In the men’s game, the Aggies scored 20 points off 15 UH turnovers (10 more points than Hawaii got, off five fewer Davis giveaways). That’s where this game was won and lost, not in the mad scramble down the stretch.
The UH women turned it over 16 times, leading to the same number of Davis points. The Wahine scored nine on 12 turnovers by the Aggies.
The Wahine had their chances at the end, too, but Lily Wahinekapu uncharacteristically missed two free throws with UH down a point with 10 seconds left. The former Big West Freshman of the Year and all-conference first-teamer also misfired on 13 shots from the floor after she made a short jumper for the first points of the game. Teammate Olivia Davies was 0-for-7, including four 3-point attempts.
They didn’t lose the game by themselves, but those numbers are telling.
Yes, there were elements of misfortune. Jacque David’s long 3-point make at the first-half buzzer was waved off by a ref. Daejah Phillips missed most of the second half with an injury, and Imani Perez’s effectiveness was limited by an injury from earlier in the season.
UH coach Laura Beeman complimented UC Davis in the postgame press conference. She also directly addressed the fact that the Wahine did not perform like three-time conference champions.
“It was a bad day to play bad basketball,” she said.
Both UH teams reached 20 wins again (the men if you count Division II games).
With six seniors who provided most of UH’s minutes, points, rebounds and just about everything else leaving, men’s coach Eran Ganot must rebuild for next season.
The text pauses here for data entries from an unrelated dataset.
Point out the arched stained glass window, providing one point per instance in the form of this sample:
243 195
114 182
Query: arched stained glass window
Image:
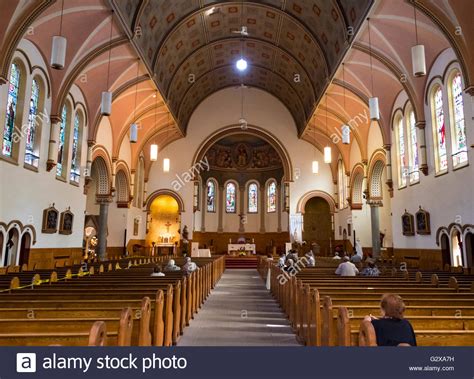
62 143
12 101
271 197
211 196
459 126
439 131
253 198
402 158
76 155
413 148
31 156
230 200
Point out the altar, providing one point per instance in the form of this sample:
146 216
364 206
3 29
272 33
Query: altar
241 249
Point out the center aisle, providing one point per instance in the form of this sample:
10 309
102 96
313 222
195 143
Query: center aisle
239 312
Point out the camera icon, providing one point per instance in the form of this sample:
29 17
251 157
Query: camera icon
26 362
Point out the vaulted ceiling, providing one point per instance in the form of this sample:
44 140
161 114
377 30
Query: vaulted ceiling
293 47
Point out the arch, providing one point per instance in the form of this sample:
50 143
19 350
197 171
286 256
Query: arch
10 252
300 206
357 179
251 130
101 175
24 248
122 189
231 189
168 192
211 195
376 167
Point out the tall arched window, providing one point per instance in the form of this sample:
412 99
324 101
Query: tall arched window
340 184
12 109
402 159
61 166
230 198
439 131
211 196
31 150
76 148
271 197
253 198
458 129
414 169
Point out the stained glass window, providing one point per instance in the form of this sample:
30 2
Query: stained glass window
76 155
12 101
459 132
253 198
402 163
211 196
440 131
413 147
61 143
31 156
271 197
230 198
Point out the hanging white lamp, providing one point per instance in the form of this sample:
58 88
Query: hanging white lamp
153 152
59 46
133 133
166 165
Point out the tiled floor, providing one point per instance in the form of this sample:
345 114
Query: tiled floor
239 312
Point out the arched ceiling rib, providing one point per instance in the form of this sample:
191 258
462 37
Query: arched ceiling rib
293 38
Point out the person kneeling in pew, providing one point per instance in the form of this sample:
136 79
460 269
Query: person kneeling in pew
391 329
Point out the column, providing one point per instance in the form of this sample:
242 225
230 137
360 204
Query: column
203 206
375 226
90 147
102 232
263 208
280 201
388 165
420 135
220 208
242 209
53 146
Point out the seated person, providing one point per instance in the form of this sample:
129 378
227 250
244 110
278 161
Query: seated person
157 271
189 266
310 258
391 328
371 269
347 268
171 266
281 260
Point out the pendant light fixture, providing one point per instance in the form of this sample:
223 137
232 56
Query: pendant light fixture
418 58
373 101
315 165
154 146
327 149
345 129
166 161
106 103
134 126
59 46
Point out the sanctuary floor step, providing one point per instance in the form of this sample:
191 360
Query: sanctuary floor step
239 312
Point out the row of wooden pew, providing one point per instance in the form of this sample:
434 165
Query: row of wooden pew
113 303
327 310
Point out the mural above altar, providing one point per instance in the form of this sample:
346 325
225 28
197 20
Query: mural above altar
241 249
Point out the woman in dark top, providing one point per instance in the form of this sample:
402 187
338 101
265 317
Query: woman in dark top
392 329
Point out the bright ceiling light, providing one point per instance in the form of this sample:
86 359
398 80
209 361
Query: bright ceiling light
241 64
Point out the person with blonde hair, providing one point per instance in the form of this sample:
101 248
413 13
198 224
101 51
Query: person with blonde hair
392 329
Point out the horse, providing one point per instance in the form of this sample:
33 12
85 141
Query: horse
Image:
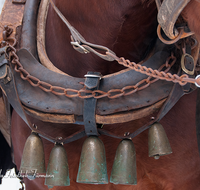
128 28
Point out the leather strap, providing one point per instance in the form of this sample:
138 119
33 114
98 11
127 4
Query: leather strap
198 118
168 14
176 93
92 83
80 44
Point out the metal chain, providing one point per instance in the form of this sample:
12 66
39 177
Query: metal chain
154 75
83 93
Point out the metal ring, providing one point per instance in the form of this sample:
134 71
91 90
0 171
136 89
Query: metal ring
169 41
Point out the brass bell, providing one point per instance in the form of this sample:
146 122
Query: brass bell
124 167
57 170
33 161
92 166
158 142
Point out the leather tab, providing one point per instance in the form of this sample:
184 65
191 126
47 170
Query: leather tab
92 83
92 79
3 64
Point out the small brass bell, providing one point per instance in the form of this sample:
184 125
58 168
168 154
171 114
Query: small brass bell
158 142
33 161
92 166
57 170
124 167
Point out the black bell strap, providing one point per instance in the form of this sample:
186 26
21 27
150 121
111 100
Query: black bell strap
91 83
Meanwhile Beeman and the Wahine regroup for next week.
“We’re not done. We have another tournament, more games,” David said.
For this team, a berth in the inaugural Women’s Basketball Invitational Tournament is much more than a consolation prize.
The Wahine might disagree, but it could help UH in the long term if it makes a run in the WBIT this year more than if it were to be mismatched against a powerhouse program in the NCAAs — again.
As the Big West’s lone NCAA Tournament representative the past two years, the Wahine lost 89-49 at No. 2 seed Baylor, and 73-50 at No. 3 seed and eventual national champion LSU.
UH is 1-8 in the women’s NCAA Tournament, with its only victory in 1990. In Beeman’s 12 years as coach, Hawaii is 200-158 overall, but 0-7 in WNIT and NCAA Tournament appearances.
“You can either be a quitter or you can grow,” she said Friday. “We have a very young team. We have everyone coming back but two. We need this postseason experience. This is not the tournament we want to be in, but this team has to re-calibrate. I want to see a team that wants to fight back and wants to win in the postseason.”